HawkScan Test Info for Remote Code Execution - CVE-2012-1823

Remote Code Execution - CVE-2012-1823


Plugin Id: 20018


To remediate this vulnerability, it is recommended to take the following steps:

  1. Update PHP version: Upgrade to the latest version of PHP to ensure that the vulnerability is patched. This can be done by downloading the latest version from the official PHP website and following the installation instructions.

  2. Switch to FastCGI or PHP-FPM: Instead of using CGI, consider using FastCGI or PHP-FPM as the PHP handler. These alternatives provide better performance and security compared to CGI.

  3. Implement input validation: Validate and sanitize all user input to prevent malicious code injection. This can be done by using built-in PHP functions such as filter_input() or htmlspecialchars() to sanitize user input before using it in queries or commands.
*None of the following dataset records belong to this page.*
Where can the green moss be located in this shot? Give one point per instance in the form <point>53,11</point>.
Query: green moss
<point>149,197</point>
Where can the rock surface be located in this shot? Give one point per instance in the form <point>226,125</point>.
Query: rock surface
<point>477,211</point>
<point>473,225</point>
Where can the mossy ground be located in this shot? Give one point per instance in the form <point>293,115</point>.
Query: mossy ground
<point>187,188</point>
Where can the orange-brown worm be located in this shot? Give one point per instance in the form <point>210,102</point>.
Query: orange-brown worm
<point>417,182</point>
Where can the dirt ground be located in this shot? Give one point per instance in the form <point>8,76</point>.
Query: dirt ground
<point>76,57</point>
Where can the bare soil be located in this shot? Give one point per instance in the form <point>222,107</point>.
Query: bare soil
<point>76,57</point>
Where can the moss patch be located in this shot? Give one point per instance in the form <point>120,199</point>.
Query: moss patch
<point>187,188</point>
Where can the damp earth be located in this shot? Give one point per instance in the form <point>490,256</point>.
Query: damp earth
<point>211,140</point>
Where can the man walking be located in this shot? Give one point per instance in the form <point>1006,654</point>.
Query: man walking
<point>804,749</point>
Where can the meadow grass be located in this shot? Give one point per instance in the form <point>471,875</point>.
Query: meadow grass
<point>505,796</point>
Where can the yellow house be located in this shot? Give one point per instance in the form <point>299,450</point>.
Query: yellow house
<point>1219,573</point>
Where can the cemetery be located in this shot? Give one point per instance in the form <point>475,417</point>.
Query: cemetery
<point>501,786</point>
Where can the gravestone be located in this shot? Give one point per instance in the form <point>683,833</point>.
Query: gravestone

  4. Implement a Web Application Firewall (WAF): Deploy a WAF that can detect and block malicious requests, including attempts to exploit this vulnerability. A WAF can provide an additional layer of protection by filtering out potentially harmful traffic.


The vulnerability, known as “Remote Code Execution - CVE-2012-1823,” affects certain versions of PHP when configured to run using CGI. It occurs when query strings without an unescaped “=” character are not handled correctly, allowing for arbitrary code execution. In this specific case, an operating system command was executed on the web server, and the results were returned to the web browser.


Exploiting this vulnerability can lead to severe consequences, including:

  1. Arbitrary code execution: Attackers can execute arbitrary code on the web server, potentially gaining full control over the system. This can result in unauthorized access, data theft, or further compromise of the server.

  2. Data exposure: The execution of arbitrary code can lead to the exposure of sensitive data stored on the server. Attackers can access and manipulate files, databases, or other resources, potentially leading to data breaches or unauthorized modifications.

  3. Server compromise: If an attacker gains full control over the web server, they can use it as a launching pad for further attacks, such as spreading malware, launching DDoS attacks, or hosting malicious content.

It is crucial to address this vulnerability promptly to mitigate the risks associated with remote code execution.